Unnamed: 0,Rooms,Bathroom,Landsize,Lattitude,Longtitude
10813,3,2.0,81.0,-37.83631,144.95536
6316,3,2.0,377.0,-37.7578,145.0076
6881,7,2.0,614.0,-37.75,144.8858
2005,3,1.0,102.0,-37.736,144.9665
3984,1,1.0,0.0,-37.8157,144.9727


**Importing DecisionTreeRegressor**

In [19]:
from sklearn.tree import DecisionTreeRegressor

**Model configuration and training**

In [21]:
housing_model = DecisionTreeRegressor(random_state=1)
housing_model.fit(X_train, y_train)

DecisionTreeRegressor(random_state=1)

**Importing evaluation metric**

In [23]:
from sklearn.metrics import mean_absolute_percentage_error

**Model evaluation**

In [27]:
y_hat = housing_model.predict(X_test)
mean_absolute_percentage_error(y_test, y_hat) 

0.23899042931701311

**Model optimization**

In [32]:
def get_mape(max_leaf_nodes, X_train, X_test, y_train, y_test):
  model = DecisionTreeRegressor(max_leaf_nodes=max_leaf_nodes, random_state=0)
  model.fit(X_train, y_train)
  y_hat = model.predict(X_test)
  mape = mean_absolute_percentage_error(y_test, y_hat)
  return mape

**Comparing MAPE with several values of max_leaf_nodes to find the optimum number of leaves**

In [33]:
for max_leaf_nodes in [5, 50, 500, 5000]:
  leaf_mape = get_mape(max_leaf_nodes, X_train, X_test, y_train, y_test)
  print(f"Max leaf nodes: {max_leaf_nodes} \t Mean Absolute Percentage Error: {(leaf_mape)}")

Max leaf nodes: 5 	 Mean Absolute Percentage Error: 0.40193485771459436
Max leaf nodes: 50 	 Mean Absolute Percentage Error: 0.2621266250239739
Max leaf nodes: 500 	 Mean Absolute Percentage Error: 0.22911244195276875
Max leaf nodes: 5000 	 Mean Absolute Percentage Error: 0.24502910124021718


# **Exploration Random Forest Models**

**Building machine learning models with Random Forest Regressor**

**Importing RandomForestRegressor**

In [34]:
from sklearn.ensemble import RandomForestRegressor

**Model optimization**

In [40]:
rf_model = RandomForestRegressor(n_estimators=100, random_state=1)
rf_model.fit(X_train, y_train)
y_hat = rf_model.predict(X_test)
print(f"Mean Percentage Absolute Error: {mean_absolute_percentage_error(y_test, y_hat)}")

Mean Percentage Absolute Error: 0.18247748965116836


# **Conclusion**

The stages of creating a machine learning model begin with exploratory data analysis to see the characteristics of the data and continue with data cleaning.
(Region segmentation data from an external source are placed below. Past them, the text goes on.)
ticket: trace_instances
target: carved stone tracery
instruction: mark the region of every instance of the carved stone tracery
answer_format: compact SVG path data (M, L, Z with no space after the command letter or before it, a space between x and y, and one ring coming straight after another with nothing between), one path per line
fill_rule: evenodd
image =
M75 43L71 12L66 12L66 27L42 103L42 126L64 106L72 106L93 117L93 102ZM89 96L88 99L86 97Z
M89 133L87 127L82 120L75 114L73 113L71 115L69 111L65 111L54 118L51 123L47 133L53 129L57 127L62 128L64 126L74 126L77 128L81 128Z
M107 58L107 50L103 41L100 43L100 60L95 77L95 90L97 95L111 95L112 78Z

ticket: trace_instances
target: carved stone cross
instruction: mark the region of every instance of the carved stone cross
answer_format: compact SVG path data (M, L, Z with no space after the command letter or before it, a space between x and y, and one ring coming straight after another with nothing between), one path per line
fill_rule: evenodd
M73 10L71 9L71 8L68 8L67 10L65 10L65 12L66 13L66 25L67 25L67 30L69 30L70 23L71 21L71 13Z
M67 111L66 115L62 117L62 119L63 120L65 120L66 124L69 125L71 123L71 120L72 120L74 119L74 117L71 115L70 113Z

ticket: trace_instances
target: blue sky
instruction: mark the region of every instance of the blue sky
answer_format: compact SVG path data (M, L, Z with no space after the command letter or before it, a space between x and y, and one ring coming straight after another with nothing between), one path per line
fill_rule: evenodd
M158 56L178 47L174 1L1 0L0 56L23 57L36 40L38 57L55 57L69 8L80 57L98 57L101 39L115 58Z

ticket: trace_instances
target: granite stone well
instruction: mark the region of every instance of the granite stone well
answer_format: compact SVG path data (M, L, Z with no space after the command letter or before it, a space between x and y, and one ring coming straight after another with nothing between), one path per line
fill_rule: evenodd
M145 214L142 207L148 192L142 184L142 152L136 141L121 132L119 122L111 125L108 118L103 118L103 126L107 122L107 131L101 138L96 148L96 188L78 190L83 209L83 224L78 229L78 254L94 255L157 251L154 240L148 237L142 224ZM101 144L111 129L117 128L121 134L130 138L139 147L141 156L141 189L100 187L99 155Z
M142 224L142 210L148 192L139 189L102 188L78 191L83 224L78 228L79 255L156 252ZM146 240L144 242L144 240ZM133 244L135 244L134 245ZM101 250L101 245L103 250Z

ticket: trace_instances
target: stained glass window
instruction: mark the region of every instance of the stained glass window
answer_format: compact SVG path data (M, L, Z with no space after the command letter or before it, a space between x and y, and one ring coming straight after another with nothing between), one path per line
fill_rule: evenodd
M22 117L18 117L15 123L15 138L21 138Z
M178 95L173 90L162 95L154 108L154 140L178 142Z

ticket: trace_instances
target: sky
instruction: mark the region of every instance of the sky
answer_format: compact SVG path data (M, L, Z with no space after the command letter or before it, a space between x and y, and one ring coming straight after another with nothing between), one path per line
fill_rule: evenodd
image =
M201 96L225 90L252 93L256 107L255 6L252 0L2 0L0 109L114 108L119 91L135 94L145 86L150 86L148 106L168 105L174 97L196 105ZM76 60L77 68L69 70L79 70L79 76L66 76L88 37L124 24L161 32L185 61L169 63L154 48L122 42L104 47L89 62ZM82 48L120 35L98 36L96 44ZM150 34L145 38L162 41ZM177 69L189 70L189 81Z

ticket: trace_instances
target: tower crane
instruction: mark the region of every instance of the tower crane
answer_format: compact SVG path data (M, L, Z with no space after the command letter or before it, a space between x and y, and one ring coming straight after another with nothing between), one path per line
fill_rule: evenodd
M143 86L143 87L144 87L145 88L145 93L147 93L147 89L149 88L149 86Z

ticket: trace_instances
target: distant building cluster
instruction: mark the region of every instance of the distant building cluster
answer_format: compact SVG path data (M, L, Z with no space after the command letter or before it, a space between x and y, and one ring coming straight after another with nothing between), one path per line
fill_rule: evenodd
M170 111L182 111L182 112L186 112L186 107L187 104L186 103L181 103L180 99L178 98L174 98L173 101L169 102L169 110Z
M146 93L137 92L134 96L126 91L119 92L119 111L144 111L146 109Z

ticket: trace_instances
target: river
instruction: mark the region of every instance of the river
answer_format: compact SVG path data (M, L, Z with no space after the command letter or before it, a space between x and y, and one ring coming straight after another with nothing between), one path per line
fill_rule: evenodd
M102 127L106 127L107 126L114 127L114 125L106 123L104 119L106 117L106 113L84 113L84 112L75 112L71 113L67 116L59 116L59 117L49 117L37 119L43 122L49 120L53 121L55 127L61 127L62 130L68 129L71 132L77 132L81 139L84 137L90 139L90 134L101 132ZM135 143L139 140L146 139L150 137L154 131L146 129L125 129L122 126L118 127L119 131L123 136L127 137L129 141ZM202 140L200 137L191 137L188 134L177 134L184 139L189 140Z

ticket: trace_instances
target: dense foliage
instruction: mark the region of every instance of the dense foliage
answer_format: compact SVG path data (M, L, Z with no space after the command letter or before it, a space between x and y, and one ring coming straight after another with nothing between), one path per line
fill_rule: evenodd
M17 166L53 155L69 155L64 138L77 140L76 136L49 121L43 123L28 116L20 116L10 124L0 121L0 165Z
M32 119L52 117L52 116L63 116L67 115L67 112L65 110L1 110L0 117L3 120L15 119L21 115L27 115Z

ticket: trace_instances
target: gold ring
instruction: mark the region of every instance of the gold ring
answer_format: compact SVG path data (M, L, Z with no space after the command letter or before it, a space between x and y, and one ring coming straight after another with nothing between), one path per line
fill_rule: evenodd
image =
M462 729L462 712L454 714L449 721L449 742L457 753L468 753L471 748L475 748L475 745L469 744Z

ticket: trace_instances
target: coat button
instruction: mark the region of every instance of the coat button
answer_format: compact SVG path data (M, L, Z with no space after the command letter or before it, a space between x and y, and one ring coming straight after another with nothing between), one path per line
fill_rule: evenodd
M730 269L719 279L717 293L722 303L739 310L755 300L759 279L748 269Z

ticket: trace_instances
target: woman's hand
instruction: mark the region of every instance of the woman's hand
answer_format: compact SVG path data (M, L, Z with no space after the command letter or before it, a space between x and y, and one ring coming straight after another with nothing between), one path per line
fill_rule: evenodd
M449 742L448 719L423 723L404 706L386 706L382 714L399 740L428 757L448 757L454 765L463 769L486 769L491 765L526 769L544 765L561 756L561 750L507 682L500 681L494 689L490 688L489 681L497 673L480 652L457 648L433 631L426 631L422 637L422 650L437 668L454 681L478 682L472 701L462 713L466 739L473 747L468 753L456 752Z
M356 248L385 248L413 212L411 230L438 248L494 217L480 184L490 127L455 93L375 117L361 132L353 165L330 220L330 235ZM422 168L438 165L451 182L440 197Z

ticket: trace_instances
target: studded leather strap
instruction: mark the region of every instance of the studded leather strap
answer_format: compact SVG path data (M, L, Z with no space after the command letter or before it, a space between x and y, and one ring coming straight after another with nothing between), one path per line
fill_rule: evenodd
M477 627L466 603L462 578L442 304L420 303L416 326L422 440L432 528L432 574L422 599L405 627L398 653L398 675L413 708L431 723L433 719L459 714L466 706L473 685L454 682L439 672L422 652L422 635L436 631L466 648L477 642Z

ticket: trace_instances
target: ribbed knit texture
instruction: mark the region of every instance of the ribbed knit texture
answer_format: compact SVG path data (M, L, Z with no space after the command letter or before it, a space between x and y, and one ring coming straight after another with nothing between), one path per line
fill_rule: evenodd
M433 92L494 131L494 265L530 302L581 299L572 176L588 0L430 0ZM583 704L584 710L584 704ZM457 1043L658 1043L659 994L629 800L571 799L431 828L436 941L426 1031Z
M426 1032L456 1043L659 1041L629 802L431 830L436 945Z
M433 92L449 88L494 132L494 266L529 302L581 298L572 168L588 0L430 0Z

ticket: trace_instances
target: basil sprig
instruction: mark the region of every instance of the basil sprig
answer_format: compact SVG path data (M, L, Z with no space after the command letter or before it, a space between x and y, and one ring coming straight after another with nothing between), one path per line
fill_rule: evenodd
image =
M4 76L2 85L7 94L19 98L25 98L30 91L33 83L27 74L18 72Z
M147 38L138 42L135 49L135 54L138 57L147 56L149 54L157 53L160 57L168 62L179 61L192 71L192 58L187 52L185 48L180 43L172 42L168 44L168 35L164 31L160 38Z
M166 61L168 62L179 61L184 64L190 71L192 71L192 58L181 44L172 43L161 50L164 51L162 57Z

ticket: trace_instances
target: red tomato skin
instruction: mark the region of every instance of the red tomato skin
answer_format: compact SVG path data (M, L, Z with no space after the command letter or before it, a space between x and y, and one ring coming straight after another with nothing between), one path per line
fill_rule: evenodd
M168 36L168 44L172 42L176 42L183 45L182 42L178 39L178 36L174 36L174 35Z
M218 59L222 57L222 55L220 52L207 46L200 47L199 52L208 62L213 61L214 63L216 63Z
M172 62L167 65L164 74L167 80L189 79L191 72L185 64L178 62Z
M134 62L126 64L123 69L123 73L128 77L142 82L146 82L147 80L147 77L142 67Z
Then the data is categorized into 70% training data and 30% testing data, then a Decision Tree Regressor and Random Forest Regressor machine learning model is created.

Based on the Decision Tree Regressor model, the optimum max leaf nodes used are 500, but when compared to the Random Forest Regressor model which uses 100 Decision Tree models, the Random Forest Regressor model is better than the Decision Tree Regressor model which uses 500 max leaf nodes.